I don’t mean to say that those thoughts passed through my head consciously.  I had only the resultant, settled feeling.  I had, however, a thought, too.  It came on me suddenly, and I asked myself with rage and astonishment: “Must I then kill that brute?”  There didn’t seem to be any alternative.  Between him and Doña Rita I couldn’t hesitate.  I believe I gave a slight laugh of desperation.  The suddenness of this sinister conclusion had in it something comic and unbelievable.  It loosened my grip on my mental processes.  A Latin tag came into my head about the facile descent into the abyss.  I marvelled at its aptness, and also that it should have come to me so pat.  But I believe now that it was suggested simply by the actual declivity of the street of the Consuls which lies on a gentle slope.  We had just turned the corner.  All the houses were dark and in a perspective of complete solitude our two shadows dodged and wheeled about our feet.

“Here we are,” I said.

He was an extraordinarily chilly devil.  When we stopped I could hear his teeth chattering again.  I don’t know what came over me, I had a sort of nervous fit, was incapable of finding my pockets, let alone the latchkey.  I had the illusion of a narrow streak of light on the wall of the house as if it had been cracked.  “I hope we will be able to get in,” I murmured.

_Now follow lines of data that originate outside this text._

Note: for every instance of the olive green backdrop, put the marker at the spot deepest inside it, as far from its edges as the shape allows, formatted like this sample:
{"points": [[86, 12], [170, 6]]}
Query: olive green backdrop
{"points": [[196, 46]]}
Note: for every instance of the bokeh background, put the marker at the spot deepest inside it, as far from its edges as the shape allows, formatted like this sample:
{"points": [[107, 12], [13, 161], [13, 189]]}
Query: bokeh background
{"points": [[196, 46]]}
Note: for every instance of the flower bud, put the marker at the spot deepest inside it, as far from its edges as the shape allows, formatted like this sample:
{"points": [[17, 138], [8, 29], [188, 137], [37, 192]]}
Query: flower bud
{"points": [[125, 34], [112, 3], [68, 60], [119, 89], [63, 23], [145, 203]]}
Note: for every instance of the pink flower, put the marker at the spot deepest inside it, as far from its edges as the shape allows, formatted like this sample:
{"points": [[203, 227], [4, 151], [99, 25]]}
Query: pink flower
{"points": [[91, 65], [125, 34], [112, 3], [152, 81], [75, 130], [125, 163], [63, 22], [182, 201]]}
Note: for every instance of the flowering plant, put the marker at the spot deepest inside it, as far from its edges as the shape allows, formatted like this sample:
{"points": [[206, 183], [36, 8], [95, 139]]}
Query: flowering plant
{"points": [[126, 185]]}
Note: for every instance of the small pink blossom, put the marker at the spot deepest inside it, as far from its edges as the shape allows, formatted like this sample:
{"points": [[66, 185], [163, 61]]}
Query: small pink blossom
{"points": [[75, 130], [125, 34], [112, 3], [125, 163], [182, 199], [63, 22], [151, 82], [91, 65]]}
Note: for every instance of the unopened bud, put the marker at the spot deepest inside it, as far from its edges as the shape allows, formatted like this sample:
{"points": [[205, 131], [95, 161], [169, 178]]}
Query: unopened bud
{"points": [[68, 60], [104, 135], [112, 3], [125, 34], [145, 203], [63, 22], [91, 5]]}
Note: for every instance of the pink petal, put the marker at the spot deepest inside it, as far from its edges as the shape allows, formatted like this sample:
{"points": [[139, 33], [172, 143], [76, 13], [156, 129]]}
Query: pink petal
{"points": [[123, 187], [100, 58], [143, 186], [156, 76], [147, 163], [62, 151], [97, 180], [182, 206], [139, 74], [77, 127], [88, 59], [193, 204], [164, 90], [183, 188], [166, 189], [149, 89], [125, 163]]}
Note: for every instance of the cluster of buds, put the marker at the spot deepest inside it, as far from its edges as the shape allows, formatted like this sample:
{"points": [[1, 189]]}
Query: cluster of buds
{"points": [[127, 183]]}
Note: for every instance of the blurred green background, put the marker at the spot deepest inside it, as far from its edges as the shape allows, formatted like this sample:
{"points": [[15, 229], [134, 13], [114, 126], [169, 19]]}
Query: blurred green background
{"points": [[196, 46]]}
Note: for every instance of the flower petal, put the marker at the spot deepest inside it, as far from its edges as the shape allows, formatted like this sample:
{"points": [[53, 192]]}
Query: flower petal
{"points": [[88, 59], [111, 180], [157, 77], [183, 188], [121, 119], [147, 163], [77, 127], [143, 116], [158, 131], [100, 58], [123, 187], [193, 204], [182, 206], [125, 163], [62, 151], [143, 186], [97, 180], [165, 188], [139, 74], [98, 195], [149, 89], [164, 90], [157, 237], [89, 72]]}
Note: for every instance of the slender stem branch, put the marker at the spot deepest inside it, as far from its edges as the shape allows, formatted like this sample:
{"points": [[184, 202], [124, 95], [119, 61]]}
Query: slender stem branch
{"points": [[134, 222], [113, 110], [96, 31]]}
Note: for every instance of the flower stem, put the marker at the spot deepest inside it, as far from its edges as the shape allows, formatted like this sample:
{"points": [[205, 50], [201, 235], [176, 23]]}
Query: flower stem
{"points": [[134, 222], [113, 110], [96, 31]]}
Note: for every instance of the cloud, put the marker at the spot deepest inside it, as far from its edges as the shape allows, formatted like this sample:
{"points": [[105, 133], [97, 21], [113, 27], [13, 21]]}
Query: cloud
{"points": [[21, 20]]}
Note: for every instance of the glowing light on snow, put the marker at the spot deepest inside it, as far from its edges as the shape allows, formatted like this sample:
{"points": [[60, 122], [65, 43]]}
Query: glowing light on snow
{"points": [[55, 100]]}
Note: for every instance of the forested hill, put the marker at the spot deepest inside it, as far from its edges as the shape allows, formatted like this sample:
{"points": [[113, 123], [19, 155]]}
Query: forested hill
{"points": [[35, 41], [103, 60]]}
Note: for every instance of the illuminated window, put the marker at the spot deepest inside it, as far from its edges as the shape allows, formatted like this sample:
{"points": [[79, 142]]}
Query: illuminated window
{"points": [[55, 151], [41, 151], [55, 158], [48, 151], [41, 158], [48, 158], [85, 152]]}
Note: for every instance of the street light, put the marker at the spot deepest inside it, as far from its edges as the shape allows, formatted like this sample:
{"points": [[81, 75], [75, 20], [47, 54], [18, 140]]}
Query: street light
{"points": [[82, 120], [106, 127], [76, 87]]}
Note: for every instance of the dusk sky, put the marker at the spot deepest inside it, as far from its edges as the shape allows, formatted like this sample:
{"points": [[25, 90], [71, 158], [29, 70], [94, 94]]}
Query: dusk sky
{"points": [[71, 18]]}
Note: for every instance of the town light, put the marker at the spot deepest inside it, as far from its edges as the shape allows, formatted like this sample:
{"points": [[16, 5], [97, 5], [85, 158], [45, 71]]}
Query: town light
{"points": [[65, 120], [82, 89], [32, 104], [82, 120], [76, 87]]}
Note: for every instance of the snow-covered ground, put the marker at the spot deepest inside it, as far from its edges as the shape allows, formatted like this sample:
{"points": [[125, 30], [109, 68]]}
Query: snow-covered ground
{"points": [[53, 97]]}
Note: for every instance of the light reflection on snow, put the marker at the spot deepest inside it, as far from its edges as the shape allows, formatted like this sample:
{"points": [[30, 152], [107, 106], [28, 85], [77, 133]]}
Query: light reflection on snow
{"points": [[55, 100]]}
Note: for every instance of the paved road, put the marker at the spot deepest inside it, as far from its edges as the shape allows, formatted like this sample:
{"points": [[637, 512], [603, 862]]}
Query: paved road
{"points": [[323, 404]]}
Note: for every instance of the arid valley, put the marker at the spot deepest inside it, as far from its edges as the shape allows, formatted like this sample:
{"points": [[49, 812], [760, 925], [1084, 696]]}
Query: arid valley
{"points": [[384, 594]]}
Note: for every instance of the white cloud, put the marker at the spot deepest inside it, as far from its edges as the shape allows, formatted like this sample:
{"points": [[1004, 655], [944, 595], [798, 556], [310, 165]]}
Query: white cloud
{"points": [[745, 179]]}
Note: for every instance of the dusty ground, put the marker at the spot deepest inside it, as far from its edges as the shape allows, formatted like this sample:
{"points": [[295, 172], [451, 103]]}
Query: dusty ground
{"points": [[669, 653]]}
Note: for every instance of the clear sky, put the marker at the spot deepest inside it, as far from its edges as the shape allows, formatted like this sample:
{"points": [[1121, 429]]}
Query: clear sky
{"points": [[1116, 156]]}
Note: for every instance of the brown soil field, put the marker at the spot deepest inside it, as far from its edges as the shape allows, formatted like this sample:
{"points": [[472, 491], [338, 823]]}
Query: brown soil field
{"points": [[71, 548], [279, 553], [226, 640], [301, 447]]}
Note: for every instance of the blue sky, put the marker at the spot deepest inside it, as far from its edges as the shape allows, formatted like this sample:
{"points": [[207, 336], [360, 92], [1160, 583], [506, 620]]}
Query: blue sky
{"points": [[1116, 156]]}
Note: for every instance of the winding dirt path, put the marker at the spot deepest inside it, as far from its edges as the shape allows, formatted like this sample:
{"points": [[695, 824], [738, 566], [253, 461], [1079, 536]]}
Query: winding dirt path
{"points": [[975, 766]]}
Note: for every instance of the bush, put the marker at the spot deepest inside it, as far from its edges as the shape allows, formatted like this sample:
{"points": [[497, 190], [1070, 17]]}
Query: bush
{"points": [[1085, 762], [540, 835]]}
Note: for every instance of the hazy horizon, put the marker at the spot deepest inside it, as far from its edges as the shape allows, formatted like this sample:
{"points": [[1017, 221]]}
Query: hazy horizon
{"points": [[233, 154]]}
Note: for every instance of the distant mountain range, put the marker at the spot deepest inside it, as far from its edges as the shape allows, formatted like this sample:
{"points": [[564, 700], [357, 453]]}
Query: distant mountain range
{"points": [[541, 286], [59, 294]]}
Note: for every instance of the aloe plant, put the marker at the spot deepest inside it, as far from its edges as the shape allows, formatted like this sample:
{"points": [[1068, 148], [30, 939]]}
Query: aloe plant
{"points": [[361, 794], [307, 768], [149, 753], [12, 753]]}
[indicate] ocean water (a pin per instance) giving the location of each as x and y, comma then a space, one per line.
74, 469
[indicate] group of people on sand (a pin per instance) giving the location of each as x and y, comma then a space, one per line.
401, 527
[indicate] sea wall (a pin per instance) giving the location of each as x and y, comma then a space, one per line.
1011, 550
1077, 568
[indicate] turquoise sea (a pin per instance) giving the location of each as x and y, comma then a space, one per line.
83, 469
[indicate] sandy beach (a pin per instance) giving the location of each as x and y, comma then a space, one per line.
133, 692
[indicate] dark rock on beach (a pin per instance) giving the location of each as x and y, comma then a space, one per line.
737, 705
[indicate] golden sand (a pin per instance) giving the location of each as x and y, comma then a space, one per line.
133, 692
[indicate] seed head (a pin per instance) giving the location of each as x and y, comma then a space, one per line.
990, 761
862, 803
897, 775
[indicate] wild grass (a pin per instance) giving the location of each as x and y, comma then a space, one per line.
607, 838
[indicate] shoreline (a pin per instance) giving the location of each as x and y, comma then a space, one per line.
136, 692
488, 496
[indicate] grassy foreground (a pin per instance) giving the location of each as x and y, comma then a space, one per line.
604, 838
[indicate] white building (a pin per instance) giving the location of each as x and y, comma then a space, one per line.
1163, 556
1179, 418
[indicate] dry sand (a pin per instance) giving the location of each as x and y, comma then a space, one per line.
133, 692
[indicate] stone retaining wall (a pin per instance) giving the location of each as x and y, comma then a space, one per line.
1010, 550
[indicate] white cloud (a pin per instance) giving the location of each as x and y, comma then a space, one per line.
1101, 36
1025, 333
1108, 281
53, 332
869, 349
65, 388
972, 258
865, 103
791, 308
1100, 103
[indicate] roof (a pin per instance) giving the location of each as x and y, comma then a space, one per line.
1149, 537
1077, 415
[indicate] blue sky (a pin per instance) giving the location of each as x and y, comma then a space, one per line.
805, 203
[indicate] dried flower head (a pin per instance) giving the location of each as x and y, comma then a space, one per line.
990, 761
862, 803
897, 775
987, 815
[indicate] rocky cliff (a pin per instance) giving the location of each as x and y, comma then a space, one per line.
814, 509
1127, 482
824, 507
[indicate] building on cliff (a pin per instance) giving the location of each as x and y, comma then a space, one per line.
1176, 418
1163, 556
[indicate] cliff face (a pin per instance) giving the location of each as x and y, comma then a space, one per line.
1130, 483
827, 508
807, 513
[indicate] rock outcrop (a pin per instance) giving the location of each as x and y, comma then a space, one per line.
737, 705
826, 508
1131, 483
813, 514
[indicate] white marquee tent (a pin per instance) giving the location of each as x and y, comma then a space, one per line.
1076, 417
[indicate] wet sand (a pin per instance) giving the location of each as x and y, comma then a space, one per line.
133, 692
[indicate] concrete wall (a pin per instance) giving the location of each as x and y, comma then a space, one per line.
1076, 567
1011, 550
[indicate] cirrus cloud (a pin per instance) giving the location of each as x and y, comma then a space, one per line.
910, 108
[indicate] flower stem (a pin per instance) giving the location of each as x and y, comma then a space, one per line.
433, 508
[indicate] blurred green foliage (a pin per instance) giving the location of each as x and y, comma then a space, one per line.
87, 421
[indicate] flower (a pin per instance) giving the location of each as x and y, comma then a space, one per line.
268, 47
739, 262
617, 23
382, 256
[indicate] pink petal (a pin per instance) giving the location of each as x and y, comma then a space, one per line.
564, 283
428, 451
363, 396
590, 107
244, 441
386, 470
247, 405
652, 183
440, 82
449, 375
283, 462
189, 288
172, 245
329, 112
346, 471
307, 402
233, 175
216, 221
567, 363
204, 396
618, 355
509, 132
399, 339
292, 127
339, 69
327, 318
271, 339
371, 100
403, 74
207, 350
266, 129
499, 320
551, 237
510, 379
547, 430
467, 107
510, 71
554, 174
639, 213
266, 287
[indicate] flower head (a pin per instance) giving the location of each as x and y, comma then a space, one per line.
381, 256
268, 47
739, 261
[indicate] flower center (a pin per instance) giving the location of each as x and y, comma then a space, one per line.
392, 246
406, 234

Señor Ortega stood waiting patiently with his handbag, like a rescued wayfarer.  “But you live in this house, don’t you?” he observed.

“No,” I said, without hesitation.  I didn’t know how that man would behave if he were aware that I was staying under the same roof.  He was half mad.  He might want to talk all night, try crazily to invade my privacy.  How could I tell?  Moreover, I wasn’t so sure that I would remain in the house.  I had some notion of going out again and walking up and down the street of the Consuls till daylight.  “No, an absent friend lets me use . . . I had that latchkey this morning . . . Ah! here it is.”